Getting Data In

Splunk heavy forwarding, how to index logs on receiving end

balajivs
New Member

Hi,
I have configured Splunk heavy forwarder in 2 machines. I want to send logs from one machine to another and expect the receiver to store all the received logs in an index called "receivedlogs".  

This is the video I followed to configure Splunk: https://www.youtube.com/watch?v=S4ekkH5mv3E&t=454s&ab_channel=Splunk%26MachineLearning

Thank you.

0 Karma

gcusello
SplunkTrust
SplunkTrust

Hi @balajivs,

let me understand:

  • you have two machines, both configured as Heavy Forwarders (HF1 and HF2),
  • HF1 has to send logs to HF2, is it correct?
  • I can suppose that you have also at least another machine configured as Indexer that will finally receive logs, is it correct?
  • Does HF2 locally stores a copy of data or does it forwards all the data to the Indexer?

Anyway, if HF1 locally inputs logs, you can configure the index in the inputs.conf file.

If instead HF1 receive and forwards logs, you have to configure selective indexing and forwarding in HF1 as described at  https://docs.splunk.com/Documentation/Splunk/8.2.2/Forwarding/Routeandfilterdatad#Perform_selective_...

Ciao.

Giuseppe

0 Karma

balajivs
New Member

Hi @gcusello ,
On machine 1 have configured inputs.conf such a way that it will monitor locally stored logs.

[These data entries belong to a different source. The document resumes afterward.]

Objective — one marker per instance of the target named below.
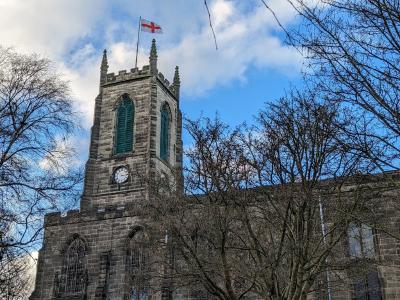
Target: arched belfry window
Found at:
(139, 266)
(165, 132)
(73, 278)
(125, 115)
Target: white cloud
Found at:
(70, 32)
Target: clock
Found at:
(121, 175)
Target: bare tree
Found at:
(36, 118)
(353, 52)
(263, 214)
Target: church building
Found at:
(99, 251)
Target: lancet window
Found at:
(73, 278)
(125, 115)
(165, 132)
(139, 266)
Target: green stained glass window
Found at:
(164, 132)
(124, 126)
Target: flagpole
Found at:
(137, 44)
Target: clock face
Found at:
(121, 175)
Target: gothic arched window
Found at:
(164, 132)
(125, 114)
(139, 266)
(73, 280)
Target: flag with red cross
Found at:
(149, 26)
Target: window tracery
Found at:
(125, 115)
(165, 132)
(139, 266)
(74, 276)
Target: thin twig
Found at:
(277, 19)
(212, 28)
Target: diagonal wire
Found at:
(212, 28)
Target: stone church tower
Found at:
(96, 252)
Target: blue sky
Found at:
(251, 66)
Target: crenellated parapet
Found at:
(136, 73)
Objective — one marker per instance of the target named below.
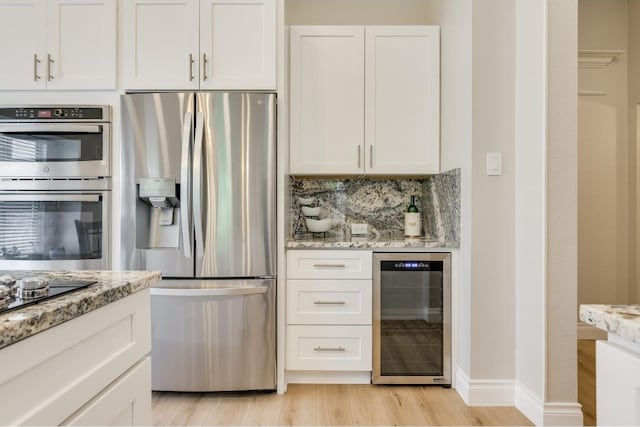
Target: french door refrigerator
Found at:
(198, 204)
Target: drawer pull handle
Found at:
(329, 349)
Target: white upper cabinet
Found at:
(402, 94)
(199, 44)
(327, 99)
(58, 44)
(365, 100)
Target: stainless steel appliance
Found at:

The output.conf is configured to send those locally stored logs to machine 2's port 9997. Machine 2 is listening to port 9997 and it by default stores the logs received on index "main".
I want to store logs received from 9997 port to a specific index called "receivedlogs". I tried going through the documentation you mentioned but I was unable to find a proper solution.

Thank you.

0 Karma

gcusello
SplunkTrust
SplunkTrust

Hi @balajivs,

I try to translate:

  • HF1 is the log source,
  • if you have only to take logs, you don't need an Heavy Forwarder (that as it's named it's an heavy monitoring systema), probably you could use an Universal Forwarder that's lighter;
  • HF2, isn't an Heavy Forwarder but an Indexer.

Now, you have two choices to define the index:

  • on the first machine, you could insert the index definition in the inputs;
  • on the second machine, you could use the selective indexing I described in my previous answer.

I hint to define index in the first machine, you can do this in many ways:

  • editing inputs.conf on the first machine and adding "index = receivedlogs" in the stanza related to the log input;
  • otherwise, you can open the web gui at the page you used to configure input and in the middle of the window there's a field "index" where you can define the index to store logs, if you don't see the index listed in the dropdown, you have to use the other solution or create a local empty index with the same name.

Ciao.

Giuseppe

0 Karma

PickleRick
SplunkTrust
SplunkTrust

Also, correct me if I'm wrong, if OP choses to write the messages localy to an index on the indexer and also forward the to another splunk instance where they will get separately indexed, the indexed events will consume the license twice - once on the intermediate indexer, once on the destination indexer.